貞本氏のツイートは差別的であり、問題だが、展示の是非をめぐって議論が紛糾するなかで、像そのものの造形性に注目が集まるのは、悪いことではない。

じっさい、平和の少女像の表情や姿勢などには、制作者のキム・ウンソン氏とキム・ソギョン氏によるさまざまな工夫や意図が込められている。

少女像の展示が中止された8月4日、漫画家の篠房六郎氏が、「チマチョゴリを着た女の子って、可愛いですよね」というコメントとともに、『平和の少女像』を想起させるイラストをツイッターに投稿した。

さらにその後、貞本氏の「キッタネー」発言を受けて、氏の代表作である「新世紀エヴァンゲリオン」のキャラクター、綾波レイ惣流アスカラングレーチマチョゴリを着せた画像を投稿。
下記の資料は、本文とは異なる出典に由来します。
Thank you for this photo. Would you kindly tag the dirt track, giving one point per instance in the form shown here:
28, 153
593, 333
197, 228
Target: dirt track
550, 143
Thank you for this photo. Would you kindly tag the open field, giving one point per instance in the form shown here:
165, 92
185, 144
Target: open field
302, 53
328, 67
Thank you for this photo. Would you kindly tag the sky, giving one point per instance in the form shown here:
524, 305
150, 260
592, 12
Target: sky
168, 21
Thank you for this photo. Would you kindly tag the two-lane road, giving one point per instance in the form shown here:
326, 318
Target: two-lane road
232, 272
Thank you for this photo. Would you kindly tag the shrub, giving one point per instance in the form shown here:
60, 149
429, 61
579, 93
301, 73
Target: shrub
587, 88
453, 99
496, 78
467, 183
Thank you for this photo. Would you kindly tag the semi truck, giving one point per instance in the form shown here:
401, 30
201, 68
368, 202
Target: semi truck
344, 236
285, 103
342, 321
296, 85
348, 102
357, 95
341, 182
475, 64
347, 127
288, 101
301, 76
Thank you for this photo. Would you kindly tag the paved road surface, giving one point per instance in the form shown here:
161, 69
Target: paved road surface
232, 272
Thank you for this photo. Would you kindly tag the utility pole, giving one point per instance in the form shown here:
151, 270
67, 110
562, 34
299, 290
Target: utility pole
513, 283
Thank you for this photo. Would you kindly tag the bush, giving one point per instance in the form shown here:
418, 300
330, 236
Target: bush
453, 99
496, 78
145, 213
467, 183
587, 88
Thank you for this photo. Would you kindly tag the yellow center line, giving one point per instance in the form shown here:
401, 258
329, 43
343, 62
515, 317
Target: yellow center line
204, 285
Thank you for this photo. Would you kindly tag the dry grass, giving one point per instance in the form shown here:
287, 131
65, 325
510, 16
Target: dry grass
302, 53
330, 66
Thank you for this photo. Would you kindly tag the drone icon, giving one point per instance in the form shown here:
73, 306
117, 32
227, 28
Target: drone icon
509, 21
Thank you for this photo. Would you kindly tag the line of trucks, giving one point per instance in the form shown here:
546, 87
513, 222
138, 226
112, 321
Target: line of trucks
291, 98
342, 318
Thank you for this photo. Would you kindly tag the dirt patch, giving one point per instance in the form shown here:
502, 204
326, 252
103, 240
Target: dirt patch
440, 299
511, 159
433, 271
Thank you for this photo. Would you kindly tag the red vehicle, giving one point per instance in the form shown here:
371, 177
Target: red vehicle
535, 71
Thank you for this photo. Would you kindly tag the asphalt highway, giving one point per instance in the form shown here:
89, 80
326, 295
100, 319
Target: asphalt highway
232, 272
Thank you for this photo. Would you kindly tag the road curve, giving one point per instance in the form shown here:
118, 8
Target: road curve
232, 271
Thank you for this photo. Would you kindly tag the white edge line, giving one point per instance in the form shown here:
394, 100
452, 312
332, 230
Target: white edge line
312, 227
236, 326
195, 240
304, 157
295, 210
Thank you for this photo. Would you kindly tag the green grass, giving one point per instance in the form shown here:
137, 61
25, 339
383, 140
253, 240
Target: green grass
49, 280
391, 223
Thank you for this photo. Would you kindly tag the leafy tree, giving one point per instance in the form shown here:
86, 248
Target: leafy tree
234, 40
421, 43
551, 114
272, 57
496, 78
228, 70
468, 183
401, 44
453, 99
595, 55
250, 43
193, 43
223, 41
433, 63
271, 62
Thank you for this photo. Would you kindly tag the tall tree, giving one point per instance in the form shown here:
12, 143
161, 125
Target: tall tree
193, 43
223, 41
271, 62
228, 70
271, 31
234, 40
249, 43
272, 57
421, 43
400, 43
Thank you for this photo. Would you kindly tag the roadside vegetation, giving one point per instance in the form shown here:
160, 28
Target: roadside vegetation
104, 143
貞本氏に批判的なネット界隈では、おおむね称賛をもって受け止められているようだ。

しかし、私個人の意見をいえば、旧日本軍の性暴力を告発するモニュメントに、「かわいい」という形容詞をならべて鑑賞することは適切なのか、という疑問がある。

ここには二つの問題があるように思われる。

ひとつは、日本社会に対する異議申し立てとしての少女像を、当の日本社会の既存の価値観である「かわいい」に回収してしまっていいのか、という問題。

もうひとつは、『平和の少女像』そのものを「かわいい」ものに変えてしまうことで、再び女性を「モノ」化し、性的に搾取しているのではないか、という問題。

おそらく多くの韓国人は、『平和の少女像』を萌えキャラ化することには抵抗があるのではないか。

萌えキャラ化された瞬間、そこには男性の性的なまなざしが入り込む。それは当の少女像が訴えてきた、従軍慰安婦の苦難をもう一度、想像的に繰り返すことなのではないか。

もちろん、表現することは自由である。だが、「かわいい」萌えキャラにすることは、そう思われている以上に、あやうい試みでもある。